Jafar Panahi assina um dos grandes filmes de Cannes
O americano Wes Anderson reapareceu na secção competitiva de Cannes com The Phoenician Scheme (a estrear nos ecrãs portugueses já na próxima semana, com o título O Esquema Fenício). E há uma pergunta que surge: fará sentido ele ter o seu “lugar cativo” no alinhamento do festival, deixando de fora alguns títulos que, pela sua originalidade temática e estética, talvez merecessem maior atenção?
Em boa verdade, essa é uma questão secundária, quanto mais não seja porque o festival tem toda a legitimidade para dar a visibilidade que entender a um filme ou a um autor. O problema é de outra natureza: Wes Anderson parece ter entrado num território de banal academismo que, afinal, ele próprio criou. Desta vez, trata-se de fazer o retrato de um riquíssimo homem de negócios cujos projetos enfrentam as mais diversas contrariedades criadas por outros magnatas, assassinos contratados e até um grupo terrorista... Fica-se com a sensação de que a história contada é o que menos interessa o realizador, de tal modo o filme se esgota numa colagem de vinhetas de banda desenhada, vistosas sem dúvida, mas que têm a vida de uma instalação que ficou esquecida na arrumação de um museu.

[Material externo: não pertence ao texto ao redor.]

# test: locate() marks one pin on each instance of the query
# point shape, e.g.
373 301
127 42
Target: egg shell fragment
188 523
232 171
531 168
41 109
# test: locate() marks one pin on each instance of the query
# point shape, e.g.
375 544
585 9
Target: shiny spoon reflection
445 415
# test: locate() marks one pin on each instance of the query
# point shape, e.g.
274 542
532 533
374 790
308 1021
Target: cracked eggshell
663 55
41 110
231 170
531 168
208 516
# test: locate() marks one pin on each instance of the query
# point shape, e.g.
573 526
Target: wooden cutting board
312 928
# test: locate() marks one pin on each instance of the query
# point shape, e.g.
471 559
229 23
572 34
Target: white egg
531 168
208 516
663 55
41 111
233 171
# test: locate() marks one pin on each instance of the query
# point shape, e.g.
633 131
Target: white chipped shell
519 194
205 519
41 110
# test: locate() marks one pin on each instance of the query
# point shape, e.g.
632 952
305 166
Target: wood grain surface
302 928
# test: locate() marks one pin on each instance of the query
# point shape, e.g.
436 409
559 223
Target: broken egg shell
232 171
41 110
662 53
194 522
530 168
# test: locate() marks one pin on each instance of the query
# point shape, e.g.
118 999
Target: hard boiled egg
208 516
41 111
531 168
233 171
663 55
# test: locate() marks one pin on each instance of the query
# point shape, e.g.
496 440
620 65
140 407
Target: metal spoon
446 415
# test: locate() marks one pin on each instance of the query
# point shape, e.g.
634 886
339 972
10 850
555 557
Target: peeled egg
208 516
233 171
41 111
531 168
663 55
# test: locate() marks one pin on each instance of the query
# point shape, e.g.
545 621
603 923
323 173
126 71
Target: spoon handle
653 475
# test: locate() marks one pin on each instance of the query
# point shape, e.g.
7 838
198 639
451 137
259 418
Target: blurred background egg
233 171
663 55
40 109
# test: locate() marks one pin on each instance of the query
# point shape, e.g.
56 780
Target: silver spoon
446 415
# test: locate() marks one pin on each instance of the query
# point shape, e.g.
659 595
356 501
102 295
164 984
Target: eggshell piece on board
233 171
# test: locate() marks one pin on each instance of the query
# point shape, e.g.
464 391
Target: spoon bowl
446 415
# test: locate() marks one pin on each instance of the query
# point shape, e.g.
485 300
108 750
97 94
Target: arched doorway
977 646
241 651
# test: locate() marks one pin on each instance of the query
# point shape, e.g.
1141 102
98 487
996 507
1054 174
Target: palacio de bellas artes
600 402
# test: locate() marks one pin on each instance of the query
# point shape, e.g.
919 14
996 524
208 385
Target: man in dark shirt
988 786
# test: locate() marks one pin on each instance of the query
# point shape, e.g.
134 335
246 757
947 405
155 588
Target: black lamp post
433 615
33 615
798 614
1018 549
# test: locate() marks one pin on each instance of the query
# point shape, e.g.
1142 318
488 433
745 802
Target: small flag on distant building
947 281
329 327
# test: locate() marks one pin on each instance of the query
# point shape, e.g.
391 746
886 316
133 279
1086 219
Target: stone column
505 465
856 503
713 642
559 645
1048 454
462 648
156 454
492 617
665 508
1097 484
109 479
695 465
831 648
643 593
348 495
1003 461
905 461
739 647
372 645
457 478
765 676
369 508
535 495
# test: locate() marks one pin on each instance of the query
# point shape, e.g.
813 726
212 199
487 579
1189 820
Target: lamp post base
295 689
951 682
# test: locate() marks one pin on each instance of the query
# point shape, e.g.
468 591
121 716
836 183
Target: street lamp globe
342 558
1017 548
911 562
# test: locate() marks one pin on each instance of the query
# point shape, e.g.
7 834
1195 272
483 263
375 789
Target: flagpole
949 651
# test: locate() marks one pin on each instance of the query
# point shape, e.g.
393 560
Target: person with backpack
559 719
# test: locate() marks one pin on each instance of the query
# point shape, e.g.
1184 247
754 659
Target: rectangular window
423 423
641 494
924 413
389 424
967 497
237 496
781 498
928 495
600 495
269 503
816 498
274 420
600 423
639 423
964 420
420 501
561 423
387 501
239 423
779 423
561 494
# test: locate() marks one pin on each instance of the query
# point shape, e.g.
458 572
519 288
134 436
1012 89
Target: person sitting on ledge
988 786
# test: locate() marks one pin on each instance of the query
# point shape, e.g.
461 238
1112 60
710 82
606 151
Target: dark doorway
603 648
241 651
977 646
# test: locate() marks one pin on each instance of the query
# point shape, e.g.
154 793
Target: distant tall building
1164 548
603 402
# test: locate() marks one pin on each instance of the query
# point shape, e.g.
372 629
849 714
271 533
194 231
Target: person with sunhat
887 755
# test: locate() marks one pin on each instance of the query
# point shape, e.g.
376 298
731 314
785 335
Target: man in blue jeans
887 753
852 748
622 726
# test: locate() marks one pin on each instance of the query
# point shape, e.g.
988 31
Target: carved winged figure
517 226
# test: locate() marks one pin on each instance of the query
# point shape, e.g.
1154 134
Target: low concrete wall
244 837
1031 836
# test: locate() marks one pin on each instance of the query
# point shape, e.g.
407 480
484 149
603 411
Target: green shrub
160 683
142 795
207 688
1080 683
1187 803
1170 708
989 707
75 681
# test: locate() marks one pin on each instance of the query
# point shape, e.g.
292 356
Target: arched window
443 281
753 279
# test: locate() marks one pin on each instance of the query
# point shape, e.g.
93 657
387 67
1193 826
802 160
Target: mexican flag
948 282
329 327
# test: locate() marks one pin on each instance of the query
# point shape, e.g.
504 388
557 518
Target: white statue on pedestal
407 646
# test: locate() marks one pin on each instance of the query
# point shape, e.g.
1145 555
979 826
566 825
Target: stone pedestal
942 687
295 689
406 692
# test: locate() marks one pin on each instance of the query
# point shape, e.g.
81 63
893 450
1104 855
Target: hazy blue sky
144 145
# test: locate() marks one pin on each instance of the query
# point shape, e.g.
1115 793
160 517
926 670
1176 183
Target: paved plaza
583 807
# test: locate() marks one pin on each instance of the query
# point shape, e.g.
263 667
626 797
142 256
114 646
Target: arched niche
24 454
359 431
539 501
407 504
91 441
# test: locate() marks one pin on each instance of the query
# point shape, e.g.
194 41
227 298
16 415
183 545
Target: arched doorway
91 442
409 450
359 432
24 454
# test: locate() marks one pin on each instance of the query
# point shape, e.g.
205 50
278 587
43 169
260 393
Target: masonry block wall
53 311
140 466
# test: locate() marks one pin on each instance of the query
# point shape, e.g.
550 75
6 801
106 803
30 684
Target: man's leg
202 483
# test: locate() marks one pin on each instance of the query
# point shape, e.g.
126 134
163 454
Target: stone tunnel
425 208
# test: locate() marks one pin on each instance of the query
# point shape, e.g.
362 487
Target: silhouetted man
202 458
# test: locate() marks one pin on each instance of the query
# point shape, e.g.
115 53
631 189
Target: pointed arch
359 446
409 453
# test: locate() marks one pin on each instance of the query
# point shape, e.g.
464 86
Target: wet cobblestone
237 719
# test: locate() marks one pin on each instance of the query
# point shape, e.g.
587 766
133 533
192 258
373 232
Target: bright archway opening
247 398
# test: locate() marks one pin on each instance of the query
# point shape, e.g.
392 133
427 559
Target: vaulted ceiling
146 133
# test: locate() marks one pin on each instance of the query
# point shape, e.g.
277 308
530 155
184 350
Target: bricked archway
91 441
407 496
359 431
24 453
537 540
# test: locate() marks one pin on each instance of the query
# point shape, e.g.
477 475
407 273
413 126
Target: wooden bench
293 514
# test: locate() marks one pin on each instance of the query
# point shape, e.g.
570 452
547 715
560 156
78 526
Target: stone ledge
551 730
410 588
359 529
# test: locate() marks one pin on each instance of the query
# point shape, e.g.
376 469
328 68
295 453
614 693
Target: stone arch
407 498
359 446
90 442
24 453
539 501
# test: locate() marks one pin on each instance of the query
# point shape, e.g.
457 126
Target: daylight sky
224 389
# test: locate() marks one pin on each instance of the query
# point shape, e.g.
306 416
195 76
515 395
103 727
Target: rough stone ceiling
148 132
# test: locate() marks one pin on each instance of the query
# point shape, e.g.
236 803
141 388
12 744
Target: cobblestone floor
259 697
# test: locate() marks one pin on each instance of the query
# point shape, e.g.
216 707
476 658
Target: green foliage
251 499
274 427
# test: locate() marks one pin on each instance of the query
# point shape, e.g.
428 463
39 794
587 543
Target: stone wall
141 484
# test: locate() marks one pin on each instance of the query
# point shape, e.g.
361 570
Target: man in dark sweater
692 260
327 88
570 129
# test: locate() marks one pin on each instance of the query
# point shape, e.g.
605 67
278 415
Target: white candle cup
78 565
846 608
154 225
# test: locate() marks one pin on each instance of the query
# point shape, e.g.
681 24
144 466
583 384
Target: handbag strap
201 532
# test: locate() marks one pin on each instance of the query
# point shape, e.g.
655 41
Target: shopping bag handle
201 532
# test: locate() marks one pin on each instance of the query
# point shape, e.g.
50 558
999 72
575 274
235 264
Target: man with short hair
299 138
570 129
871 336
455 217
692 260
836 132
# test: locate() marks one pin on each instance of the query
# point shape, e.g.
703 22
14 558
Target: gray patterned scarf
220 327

O elenco é de luxo — Benicio Del Toro (no papel central), Tom Hanks, Scarlett Johansson, etc. —, mas não se pode pedir aos intérpretes que salvem um projeto que se vai esgotando no seu monótono decorativismo.
Dito isto, convém contrapor que a terça-feira “cannoise” revelou dois dos filmes maiores desta 78ª edição do festival: Un Simple Accident e Fuori, assinados pelo iraniano Jafar Panahi e o italiano Mario Martone, respectivamente. São também, afinal, dois cineastas queridos do festival, ambos com várias presenças desde 1995, ano em que a primeira longa-metragem de Panahi, O Balão Branco, lhe valeu a Câmara de Ouro, enquanto Martone apresentava L’Amore Molesto (entre nós estreado como Vítima e Carrasco).
Os filmes de Panahi têm funcionado também como ecos, directos ou simbólicos, das limitações impostas ao seu trabalho pelas autoridades iranianas. Um dos seus filmes mais emblemáticos, ironicamente intitulado Isto Não É um Filme (2011), foi mesmo rodado (e apresentado em Cannes) quando Panahi estava em prisão domiciliária.
O “simples acidente” a que se refere o título francês do novo filme (a versão inglesa é It Was Just an Accident) ocorre quando um casal, com a sua filha, se desloca de carro, chocando com um cão... Quando estão a tentar resolver os danos provocados no carro, o homem (que é também o condutor) é visto por um outro homem que, estranhamente, se esconde. Que está a acontecer? Pois bem, ele terá reconhecido aquele que o torturou na prisão... Escusado será dizer que as derivações políticas da intriga são intensas e perturbantes, mas são-no tanto mais quanto Panahi mantém a sua encenação num tom de austero realismo que, momemnto a momento, multiplica as sugestões de violência (física ou anímica) — no limite, estamos perante um prodigioso conto moral sobre as contradições da dimensão humana.
A arte da alegria
Talvez possamos dizer algo de semelhante a propósito dos factos tratados em Fuori, embora Martone trabalhe sobre memórias de uma personagem muito concreta. A saber: a escritora italiana Goliarda Sapienza (1924-1996), autora dessa obra-prima da moderna literatura italiana (e europeia) que é A Arte da Alegria.
João Lopes, em Cannes
A escrita desse romance constitui, por assim dizer, o pano de fundo literário e também o fantasma existencial do filme de Martone, até porque A Arte da Alegria só teve a sua primeira edição italiana em 2008, doze anos passados sobre a morte da autora. Sapienza viveu os anos em que tentou encontrar um editor no meio de um turbilhão de acontecimentos, incluindo a sua proximidade com alguns grupos políticos extremistas, que a levaram mesmo a ser condenada e a cumprir um período de prisão. Daí que o núcleo dramático do filme sejam os laços que estabelece com outras mulheres prisioneiras, numa saga ingtimista comandada por um angustiado desejo de libertação e liberdade.
Vale a pena formular uma hipótese e lembrar uma coincidência. Assim, no papel de Sapienza, não tenhamos dúvidas que Valeria Golino é uma forte candidata ao prémio de interpretação feminina. Entretanto, convém lembrar que, recentemente, com tradução de Simonetta Neto e chancela das Publicações Dom Quixote, A Arte da Alegria voltou a estar disponível no mercado português.